Alla fine furono 9 i gol segnati dal topastro in 27 partite ufficiali: 2 in campionato, 4 in Coppa Italia, 3 in Coppa UEFA. Numeri che potrebbero sembrare non troppo negativi per uno che veniva bollato come portatore sano della peste bubbonica, ma che per questo potrebbero ingannare. I 2 in campionato furono infatti segnati entrambi contro un Venezia totalmente allo sbando, che nonostante tutto era persino riuscito a giocare alla pari coi rossoneri, non meritando il 4-1 finale: in quella partita Javito, dopo la prima marcatura, litigò furiosamente con la curva rossonera, rea di non adorarlo al pari di Van Basten. Sembra ancora di vederlo lì, sul prato, mentre corre e sputacchia parolacce in spagnolo verso i suoi sostenitori, portandosi le mani dietro quelle orecchie enormi e pelose, mostrandole polemico verso un pubblico già abbastanza inorridito. Per poi scusarsi miseramente dopo aver segnato il 2 gol. Ma il pubblico di fede rossonera non era l’unico ad odiarlo: lo spogliatoio l’aveva escluso per via della sua imponderabile scarsezza, del suo ostinarsi a non voler imparare l’italiano e della sua ferrea convinzione di essere un fenomeno. Durante gli allenamento a Milanello, i compagni facevano a gara per azzopparlo, mentre il Topo corricchiava svogliato per i campetti con quella sua pancia ballonzolante ed irritante: ci andò vicino soprattutto Martin Laursen, che passò alla storia per una serie di interventi omicidi con cui bersagliò il poveraccio per un’intera settimana, nel tentativo di fargli saltare il derby della Madonnina. Le altre reti, soprattutto quelle europee, furono inutili ai fini del conseguimento del risultato. L’unica, degna di tale nome, fu la punizione che permise al Milan di sconfiggere per 2-1 la Lazio in Coppa Italia. Proprio in quel periodo Javito venne addirittura convocato dalla nazionale spagnola, con cui arriverà ad esordire pochi giorni dopo. Nonostante questa improvvisa grazia, la dirigenza milanista non ci pensò due volte, ed in estate lo rispedì a calcioni in Spagna.
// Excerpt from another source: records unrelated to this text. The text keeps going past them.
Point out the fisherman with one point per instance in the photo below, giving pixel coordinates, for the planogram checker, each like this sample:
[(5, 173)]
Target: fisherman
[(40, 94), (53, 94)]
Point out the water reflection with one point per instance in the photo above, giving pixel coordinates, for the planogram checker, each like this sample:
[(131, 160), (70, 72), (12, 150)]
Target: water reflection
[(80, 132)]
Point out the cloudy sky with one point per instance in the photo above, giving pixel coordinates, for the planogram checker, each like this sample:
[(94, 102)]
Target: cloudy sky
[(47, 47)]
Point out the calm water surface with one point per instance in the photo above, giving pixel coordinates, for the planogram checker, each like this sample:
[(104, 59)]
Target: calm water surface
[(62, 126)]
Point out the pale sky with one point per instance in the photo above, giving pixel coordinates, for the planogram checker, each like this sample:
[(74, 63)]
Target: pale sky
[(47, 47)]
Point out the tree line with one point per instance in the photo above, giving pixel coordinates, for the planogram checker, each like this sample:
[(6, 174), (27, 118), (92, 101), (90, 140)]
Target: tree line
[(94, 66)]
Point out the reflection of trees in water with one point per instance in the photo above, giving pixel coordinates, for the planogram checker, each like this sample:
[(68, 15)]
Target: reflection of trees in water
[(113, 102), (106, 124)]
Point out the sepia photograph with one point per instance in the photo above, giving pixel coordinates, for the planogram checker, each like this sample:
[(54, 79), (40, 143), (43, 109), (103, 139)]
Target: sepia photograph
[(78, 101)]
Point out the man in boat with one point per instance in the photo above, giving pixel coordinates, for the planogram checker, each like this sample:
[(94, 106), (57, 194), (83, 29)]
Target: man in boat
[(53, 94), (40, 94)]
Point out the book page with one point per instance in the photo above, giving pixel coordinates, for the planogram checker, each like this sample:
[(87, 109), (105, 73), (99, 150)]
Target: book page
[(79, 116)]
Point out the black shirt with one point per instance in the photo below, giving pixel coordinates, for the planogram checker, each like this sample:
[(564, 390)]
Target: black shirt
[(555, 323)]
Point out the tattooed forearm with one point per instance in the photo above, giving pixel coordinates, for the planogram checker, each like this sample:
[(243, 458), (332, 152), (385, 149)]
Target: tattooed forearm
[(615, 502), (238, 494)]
La destinazione del topastro fu l’Atletico Madrid dell’allora presidente Jesus Gil, ex-politico nonché ex-carcerato di grande fama: in Spagna, i migliori complimenti che venivano spesi per questo grande uomo erano “razzista”, “corrotto”, “sessista”, “omofobo”, “assassino” e “nazista”. Non si sa quali affari legassero il Milan all’Atletico Madrid, ma sta di fatto che la squadra spagnola diventò una colonia di ex-rossoneri a tutti gli effetti: oltre a Moreno, gli spagnoli acquisteranno dal Milan anche AlbertiniJosé MariColoccini Contra. In particolare, suscitò grande curiosità nel mondo del calcio il prezzo che il Milan riuscì a scucire all’Atletico: ben 25 miliardi per un giocatore ampiamente bollito alla tenera età di 27 anni. Una cifra che riuscì bene o male ad indorare quel suppostone grigio-topo costato 32 miliardi solo 12 mesi prima. Inutile sottolineare che Javito non lasciò il segno nemmeno all’Atletico (29 gare in due anni, 5 gol), il quale ci mise poco a sbolognarlo in prestito al Bolton che, per la cronaca, non lo riscatterà nemmeno. L’ultimo club pseudo-prestigioso che provò a puntare su questo topo oramai attempato fu il Saragozza: fu in quell’anno che, durante un’intervista al quotidiano spagnolo AS, Moreno decise di spalare pupù a profusione sul Milan, accusandolo di essere una squadra di dopati. “La Serie A non è pulita come si pensa. Quando ero al Milan giravano strane pillole, ed ho visto con questi occhi più di un giocatore sottoposto a strane flebo negli spogliatoi durante l’intervallo”. Il topastro continuava così: “A Gennaio, contro l’Udinese, doveva giocare Roque Junior, che però si rifiutò di fare una flebo e venne mandato in tribuna, con la minaccia di essere ceduto ad un club minore”. Inutile dire che nessuno lo prese sul serio, anche se queste parole lo fecero diventare un’icona negli ambienti anti-milanisti per eccellenza: il sorcio divenne il paladino degli onesti, taciuto perché portatore di scomode verità, almeno stando a sentire gli interisti, o gli juventini, alle prese con lo scottante caso Davids.


Dopo il Saragozza fu un continuo peregrinare in formazioni semi-professionistiche: CordobaIbizaLucena, ed infine il sacrosanto ritiro dal mondo del calcio. Mondo in cui speriamo non metterà più piede, con le sue zampine pelose e malauguranti.